Fungsi peta adalah menunjukan posisi atau lokasi relatif suatu tempat; oleh sebab itu pembuatan konstruksi peta merupakan bagian penting pada pekerjaan pemetaan.
Pada pembuatan konstruksi peta, semua titik-titik di muka bumi harus disajikan posisinya sesuai dengan kerangka geometrik yang diukur di lapangan; aspek geometrik berhubungan langsung dengan permasalahan posisi suatu tempat terhadap suatu referensi tertentu.
Aspek geometrik pada pembuatan peta adalah pemilihan ellipsoid referensi yang akan digunakan untuk penghitungan sistem proyeksi yang akan digunakan.
Dasar
utama dari pembuatan peta adalah pengadaan sistem koordinat yang dapat
menghubungkan antara satu titik dengan titik lainnya; suatu sistem koordinat
titik di permukaan bumi dimana posisinya ditentukan oleh perpotongan dua buah
garis lengkung bumi, yaitu garis meridian (longitude) dan garis paralel (latitude).
Koordinat
geografi suatu titik di permukaan bumi ditentukan dari perpotongan meridian dan
paralel yang melalui titik tersebut. Pada sistem koordinat proyeksi, koordinat suatu titik dinyatakan dengan besaran absis (X) dan ordinat (Y). Titik Nol sistem koordinat adalah pusat bumi, dan sumbu-sumbu sistem koordinatnya terikat ke bumi.
Proyeksi
peta adalah model matematik untuk mengkonversi posisi tiga dimensi suatu titik
di permukaan bumi ke representasi posisi dua dimensi di bidang peta. Bentuk
permukaan bumi tidaklah datar dan juga tidak dapat didatarkan, bahkan tidak
merupakan bidang teratur, sehingga segala sesuatu yang berada di atas permukaan
bumi tidak secara mudah digambarkan pada bidang datar.

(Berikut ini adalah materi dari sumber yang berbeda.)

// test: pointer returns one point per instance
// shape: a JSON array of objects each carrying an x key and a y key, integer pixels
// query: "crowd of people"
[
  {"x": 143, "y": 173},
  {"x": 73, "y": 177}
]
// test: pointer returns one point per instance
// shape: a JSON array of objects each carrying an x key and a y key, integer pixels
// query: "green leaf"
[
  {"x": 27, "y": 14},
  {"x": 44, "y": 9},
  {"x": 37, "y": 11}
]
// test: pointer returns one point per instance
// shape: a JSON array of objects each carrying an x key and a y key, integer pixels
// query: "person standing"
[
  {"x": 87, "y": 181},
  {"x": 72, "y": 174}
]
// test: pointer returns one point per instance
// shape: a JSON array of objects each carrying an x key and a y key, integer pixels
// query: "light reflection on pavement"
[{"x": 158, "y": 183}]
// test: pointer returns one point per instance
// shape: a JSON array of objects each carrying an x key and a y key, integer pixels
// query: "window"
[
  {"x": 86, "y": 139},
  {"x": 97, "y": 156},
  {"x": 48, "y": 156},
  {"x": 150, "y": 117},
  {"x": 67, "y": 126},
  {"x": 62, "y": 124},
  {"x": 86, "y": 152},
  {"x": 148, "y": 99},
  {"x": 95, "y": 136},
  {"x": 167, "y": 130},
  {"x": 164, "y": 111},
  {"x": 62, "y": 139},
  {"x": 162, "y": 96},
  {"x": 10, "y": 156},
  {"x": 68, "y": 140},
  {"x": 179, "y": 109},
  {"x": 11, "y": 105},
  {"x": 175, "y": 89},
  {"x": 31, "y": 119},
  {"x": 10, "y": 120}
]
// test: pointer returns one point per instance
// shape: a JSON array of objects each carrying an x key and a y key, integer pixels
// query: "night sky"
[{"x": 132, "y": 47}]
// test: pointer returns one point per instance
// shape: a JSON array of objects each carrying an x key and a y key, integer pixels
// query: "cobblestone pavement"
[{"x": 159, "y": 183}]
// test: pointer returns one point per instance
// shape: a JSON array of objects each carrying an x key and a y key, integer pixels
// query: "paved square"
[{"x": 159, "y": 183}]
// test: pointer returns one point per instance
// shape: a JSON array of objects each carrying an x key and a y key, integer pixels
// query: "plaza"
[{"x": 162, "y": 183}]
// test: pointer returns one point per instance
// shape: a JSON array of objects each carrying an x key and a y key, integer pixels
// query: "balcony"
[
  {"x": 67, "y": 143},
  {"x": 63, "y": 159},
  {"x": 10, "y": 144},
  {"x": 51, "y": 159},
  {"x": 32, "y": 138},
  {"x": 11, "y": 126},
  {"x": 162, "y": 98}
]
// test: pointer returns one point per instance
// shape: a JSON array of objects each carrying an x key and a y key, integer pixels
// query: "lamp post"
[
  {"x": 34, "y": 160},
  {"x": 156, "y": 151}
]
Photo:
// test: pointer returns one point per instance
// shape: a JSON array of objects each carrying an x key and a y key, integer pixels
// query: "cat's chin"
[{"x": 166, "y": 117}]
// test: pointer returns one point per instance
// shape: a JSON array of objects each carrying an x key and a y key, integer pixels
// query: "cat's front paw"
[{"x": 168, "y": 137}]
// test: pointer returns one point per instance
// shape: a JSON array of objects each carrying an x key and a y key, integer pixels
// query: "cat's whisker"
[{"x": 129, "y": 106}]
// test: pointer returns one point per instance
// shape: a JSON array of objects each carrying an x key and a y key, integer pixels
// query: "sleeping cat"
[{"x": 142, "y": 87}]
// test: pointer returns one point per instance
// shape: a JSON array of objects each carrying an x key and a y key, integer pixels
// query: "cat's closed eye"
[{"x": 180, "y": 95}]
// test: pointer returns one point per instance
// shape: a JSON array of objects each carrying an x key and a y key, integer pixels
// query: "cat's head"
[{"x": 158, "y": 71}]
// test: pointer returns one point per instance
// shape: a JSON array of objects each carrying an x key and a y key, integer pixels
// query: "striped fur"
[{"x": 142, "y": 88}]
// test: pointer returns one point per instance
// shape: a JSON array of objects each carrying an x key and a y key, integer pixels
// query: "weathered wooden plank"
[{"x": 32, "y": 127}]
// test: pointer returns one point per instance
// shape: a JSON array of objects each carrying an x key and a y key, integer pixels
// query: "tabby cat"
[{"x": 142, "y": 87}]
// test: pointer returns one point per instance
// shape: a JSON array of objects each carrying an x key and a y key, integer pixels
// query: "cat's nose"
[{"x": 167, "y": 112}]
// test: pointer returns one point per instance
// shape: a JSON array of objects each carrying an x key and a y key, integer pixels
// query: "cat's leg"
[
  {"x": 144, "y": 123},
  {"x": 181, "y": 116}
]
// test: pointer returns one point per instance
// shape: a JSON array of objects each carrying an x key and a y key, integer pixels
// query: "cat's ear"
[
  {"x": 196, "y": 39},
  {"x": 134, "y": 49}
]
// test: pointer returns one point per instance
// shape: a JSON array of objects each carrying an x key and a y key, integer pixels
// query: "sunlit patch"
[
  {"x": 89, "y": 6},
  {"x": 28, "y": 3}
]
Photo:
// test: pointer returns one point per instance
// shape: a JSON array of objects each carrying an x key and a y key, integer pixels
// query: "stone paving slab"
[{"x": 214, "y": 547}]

Ditinjau dari bidang proyeksi yang digunakan
1.Proyeksi kerucut, bidang proyeksinya adalah bidang kerucut ; suatu kerucut
diletakan pada bumi dan menyinggung bola bumi sepanjang suatu lingkaran.
2. Proyeksi silinder, bidang proyeksinya bidang silinder;
suatu silinder diletakan pada
bumi dan kemudian didatarkan.
3. Proyeksi azimuthal (zenithal), bidang proyeksinya bidang datar.